2. Het geschil en de beoordeling in het incident
2.1. Van Rooy q.q. vordert in de hoofdzaak - kort gezegd - veroordeling van EMCB tot vergoeding van schade ten bedrage van € 158.001,59 vermeerderd met rente en kosten zoals nader in de dagvaarding omschreven.

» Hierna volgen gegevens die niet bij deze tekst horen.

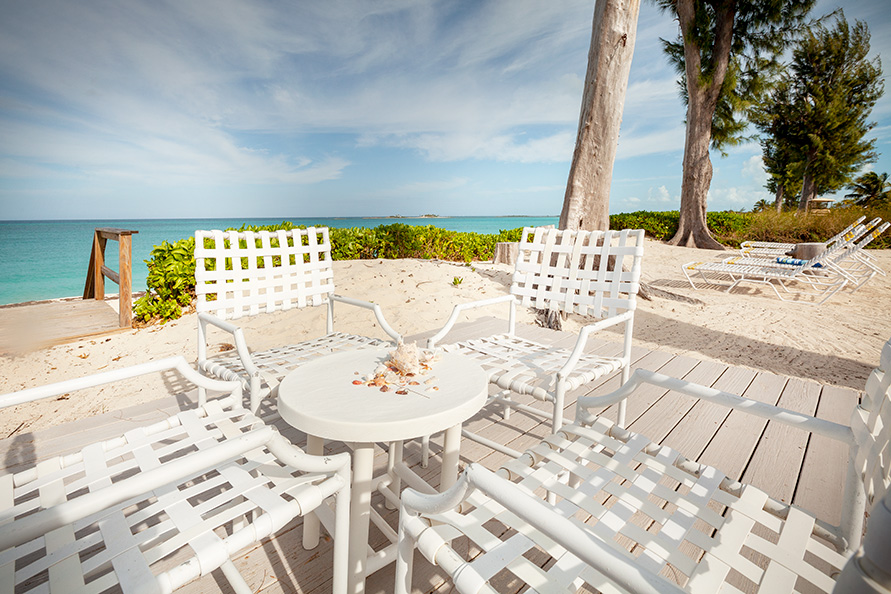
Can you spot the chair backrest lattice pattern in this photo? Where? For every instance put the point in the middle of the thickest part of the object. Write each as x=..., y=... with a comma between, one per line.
x=871, y=423
x=241, y=273
x=585, y=272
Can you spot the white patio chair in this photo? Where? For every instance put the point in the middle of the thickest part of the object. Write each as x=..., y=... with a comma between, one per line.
x=758, y=249
x=820, y=277
x=851, y=263
x=599, y=506
x=161, y=505
x=245, y=273
x=592, y=273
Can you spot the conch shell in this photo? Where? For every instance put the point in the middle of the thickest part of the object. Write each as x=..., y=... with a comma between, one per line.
x=406, y=359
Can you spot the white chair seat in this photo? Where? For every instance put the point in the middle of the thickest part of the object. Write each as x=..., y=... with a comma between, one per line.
x=595, y=507
x=277, y=362
x=162, y=504
x=527, y=367
x=696, y=530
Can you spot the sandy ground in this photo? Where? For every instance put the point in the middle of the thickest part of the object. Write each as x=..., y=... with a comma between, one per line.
x=835, y=343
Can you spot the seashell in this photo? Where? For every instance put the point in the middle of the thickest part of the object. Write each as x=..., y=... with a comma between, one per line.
x=405, y=358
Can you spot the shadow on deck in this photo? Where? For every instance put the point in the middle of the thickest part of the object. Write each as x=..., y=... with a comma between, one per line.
x=787, y=463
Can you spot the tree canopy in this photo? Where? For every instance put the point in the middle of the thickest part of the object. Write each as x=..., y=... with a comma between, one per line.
x=727, y=53
x=816, y=120
x=870, y=189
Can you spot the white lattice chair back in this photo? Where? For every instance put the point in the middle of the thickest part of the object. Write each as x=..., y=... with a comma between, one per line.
x=585, y=272
x=245, y=273
x=871, y=423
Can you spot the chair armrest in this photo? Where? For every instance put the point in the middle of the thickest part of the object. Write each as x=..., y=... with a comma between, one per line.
x=834, y=431
x=456, y=311
x=582, y=339
x=378, y=313
x=178, y=363
x=238, y=335
x=616, y=567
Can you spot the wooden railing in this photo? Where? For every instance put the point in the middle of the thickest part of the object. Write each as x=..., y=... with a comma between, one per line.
x=95, y=285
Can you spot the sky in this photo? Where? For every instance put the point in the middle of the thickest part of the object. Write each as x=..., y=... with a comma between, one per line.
x=224, y=108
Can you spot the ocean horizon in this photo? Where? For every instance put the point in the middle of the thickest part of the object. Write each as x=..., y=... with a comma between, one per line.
x=48, y=259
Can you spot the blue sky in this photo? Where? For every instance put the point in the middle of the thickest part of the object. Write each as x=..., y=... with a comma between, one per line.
x=223, y=108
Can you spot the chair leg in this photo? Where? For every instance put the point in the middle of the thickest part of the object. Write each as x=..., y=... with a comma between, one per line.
x=316, y=447
x=394, y=457
x=559, y=396
x=425, y=451
x=507, y=407
x=235, y=579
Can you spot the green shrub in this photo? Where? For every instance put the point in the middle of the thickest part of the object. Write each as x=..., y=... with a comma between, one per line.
x=170, y=281
x=171, y=278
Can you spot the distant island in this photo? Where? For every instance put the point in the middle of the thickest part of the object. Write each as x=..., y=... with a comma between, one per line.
x=427, y=216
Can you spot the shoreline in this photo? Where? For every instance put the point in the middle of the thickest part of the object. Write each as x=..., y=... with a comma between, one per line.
x=839, y=344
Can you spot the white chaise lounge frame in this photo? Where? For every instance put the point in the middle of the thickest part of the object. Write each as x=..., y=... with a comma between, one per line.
x=166, y=503
x=825, y=275
x=591, y=273
x=599, y=505
x=757, y=249
x=266, y=272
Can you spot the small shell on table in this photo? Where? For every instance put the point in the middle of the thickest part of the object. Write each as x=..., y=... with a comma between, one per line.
x=406, y=358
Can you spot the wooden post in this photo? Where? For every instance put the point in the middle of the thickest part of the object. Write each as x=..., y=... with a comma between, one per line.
x=125, y=290
x=97, y=271
x=99, y=244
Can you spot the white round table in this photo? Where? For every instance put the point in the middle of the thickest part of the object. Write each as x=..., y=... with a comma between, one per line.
x=320, y=399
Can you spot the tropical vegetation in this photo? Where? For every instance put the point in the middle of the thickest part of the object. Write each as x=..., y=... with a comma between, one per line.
x=171, y=278
x=815, y=121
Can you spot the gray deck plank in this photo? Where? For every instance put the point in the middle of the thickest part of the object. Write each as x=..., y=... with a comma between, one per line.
x=780, y=460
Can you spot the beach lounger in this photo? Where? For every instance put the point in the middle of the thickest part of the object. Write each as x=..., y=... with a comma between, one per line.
x=858, y=267
x=768, y=248
x=241, y=274
x=824, y=275
x=851, y=263
x=591, y=273
x=163, y=504
x=599, y=506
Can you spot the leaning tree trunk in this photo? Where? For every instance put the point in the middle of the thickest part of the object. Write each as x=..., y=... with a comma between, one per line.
x=586, y=201
x=702, y=100
x=808, y=186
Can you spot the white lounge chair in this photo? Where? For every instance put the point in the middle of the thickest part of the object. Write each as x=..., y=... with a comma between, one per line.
x=757, y=249
x=162, y=505
x=825, y=275
x=592, y=273
x=599, y=506
x=241, y=274
x=854, y=264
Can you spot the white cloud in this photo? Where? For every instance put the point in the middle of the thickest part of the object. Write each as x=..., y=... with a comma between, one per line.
x=506, y=148
x=650, y=143
x=661, y=195
x=754, y=169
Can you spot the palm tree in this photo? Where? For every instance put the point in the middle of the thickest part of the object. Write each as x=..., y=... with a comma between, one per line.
x=870, y=189
x=761, y=205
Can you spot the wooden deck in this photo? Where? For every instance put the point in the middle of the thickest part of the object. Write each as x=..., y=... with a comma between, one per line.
x=787, y=463
x=28, y=326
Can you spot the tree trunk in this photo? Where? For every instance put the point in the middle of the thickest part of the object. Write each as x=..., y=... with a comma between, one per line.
x=702, y=100
x=586, y=201
x=808, y=186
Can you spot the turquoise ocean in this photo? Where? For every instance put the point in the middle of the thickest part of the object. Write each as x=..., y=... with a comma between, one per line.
x=48, y=259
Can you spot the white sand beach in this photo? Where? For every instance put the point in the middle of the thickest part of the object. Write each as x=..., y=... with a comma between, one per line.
x=835, y=343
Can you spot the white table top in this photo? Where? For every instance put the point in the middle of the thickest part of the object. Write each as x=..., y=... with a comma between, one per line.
x=320, y=398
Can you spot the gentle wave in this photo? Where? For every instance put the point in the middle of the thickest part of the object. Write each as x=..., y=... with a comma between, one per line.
x=49, y=259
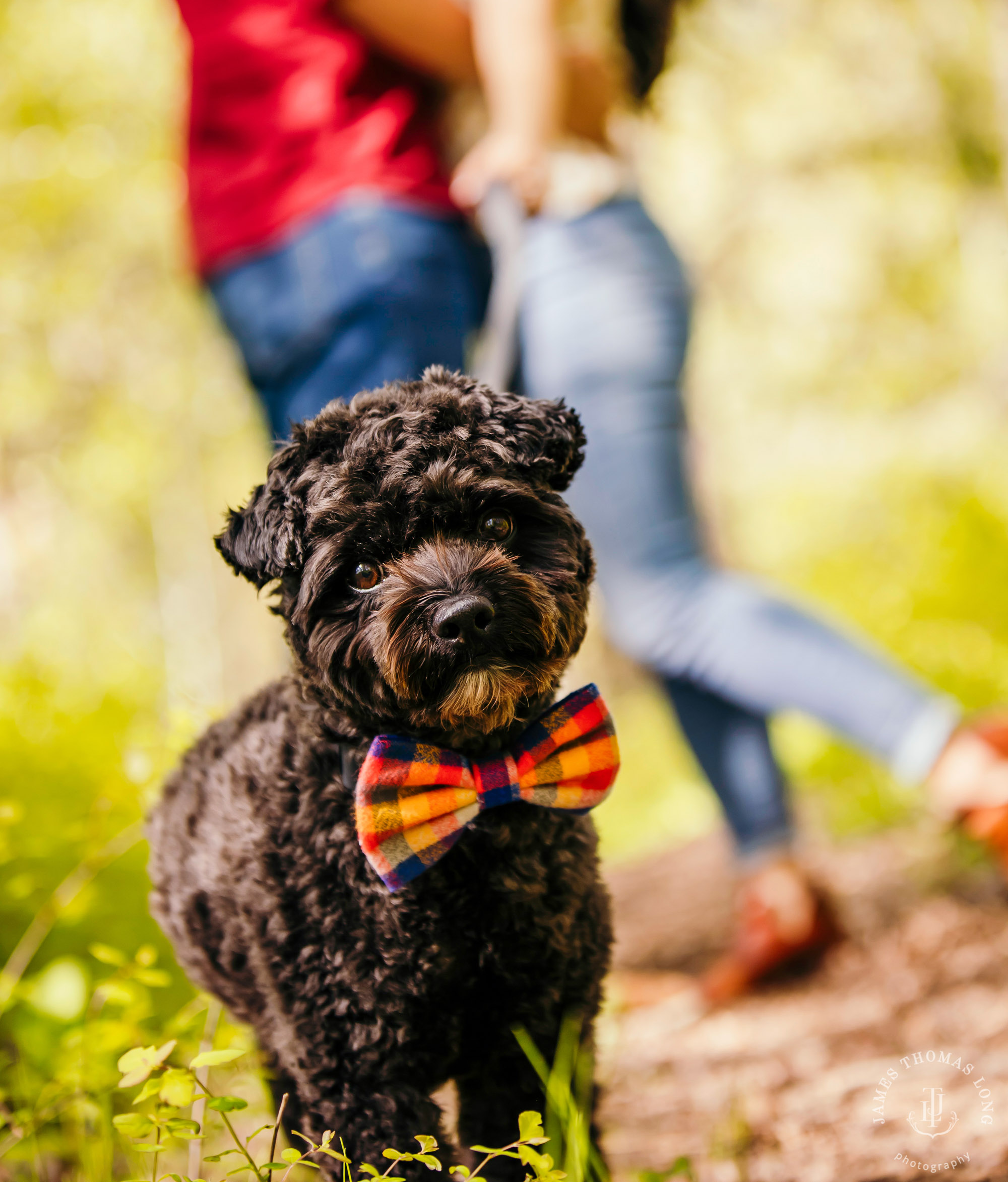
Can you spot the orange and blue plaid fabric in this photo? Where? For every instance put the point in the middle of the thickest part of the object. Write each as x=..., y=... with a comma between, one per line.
x=414, y=800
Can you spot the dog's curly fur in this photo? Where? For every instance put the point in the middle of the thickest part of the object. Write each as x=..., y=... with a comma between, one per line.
x=364, y=1000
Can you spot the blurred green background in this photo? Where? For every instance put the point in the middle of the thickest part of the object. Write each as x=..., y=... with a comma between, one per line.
x=832, y=172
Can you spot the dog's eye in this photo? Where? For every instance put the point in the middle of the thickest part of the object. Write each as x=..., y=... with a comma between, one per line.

Hij legt daaraan ten grondslag - samenvattend weergegeven - dat EMCB onrechtmatig heeft gehandeld door bewust in strijd met het recht gelden van de gefailleerde te onttrekken en onder zich te houden.
2.2. In het incident verzoekt EMCB dat de rechtbank op de voet van artikel 202 lid 2 Wetboek van Burgerlijke Rechtsvordering (Rv) een deskundige, bij voorkeur een registeraccountant, benoemt en deze belast met onderzoek van het door Van Rooy q.q. aangevoerde feitenmateriaal ter verificatie van de daaruit door hem getrokken conclusies en hem te gelasten in dat verband tevens derde-betrokkenen te interviewen, alsmede te gelasten dat de curator de kosten van het onderzoek draagt.
2.3. Van Rooy q.q. voert verweer tegen de incidentele vordering.
2.4. De rechtbank oordeelt dat op het verzoek van EMCB de algemene bepalingen voor de verzoekschriftprocedure van toepassing zijn en dat het verzoek niet bij incidentele conclusie kan worden gedaan, zodat op het verzoek zal worden beslist als na te melden met verwijzing van de incidentele procedure - overeenkomstig doel en strekking van artikel 69 lid 2 Wetboek van Burgerlijke Rechtsvordering - naar de Civiele Raadkamer van deze rechtbank, waar partijen - voor zover nodig - in de gelegenheid zullen worden gesteld de stukken te verbeteren of aan te vullen.
2.5. Nu EMCB de kosten van dit incident nodeloos heeft veroorzaakt, zal zij in die kosten worden veroordeeld.
3. De beslissing
De rechtbank:
in het incident:
beveelt dat de procedure met betrekking tot het verzoek voorlopig deskundigenbericht zal worden voortgezet volgens de regels die gelden voor de verzoekschriftprocedure;
gelast de griffier afschrift van dit vonnis, alsmede van de inleidende dagvaarding en van de incidentele conclusies te doen toekomen aan de griffier van civiele raadkamer van deze rechtbank;
veroordeelt EMCB in de kosten van het incident, aan de zijde van Van Rooy q.q. tot op heden begroot op € 452,-- terzake salaris procureur;
ver-klaart deze proceskostenveroor-deling uitvoerbaar bij voor-raad.
in de hoofdzaak:
bepaalt dat de hoofdzaak op woensdag 27 april 2005 te 10.00 uur weer op de rol zal komen voor conclusie van antwoord.
Dit vonnis is gewezen door mr. W.M. Callemeijn, en uitgesproken ter openbare terechtzitting van 16 maart 2005 in tegenwoordigheid van de griffier.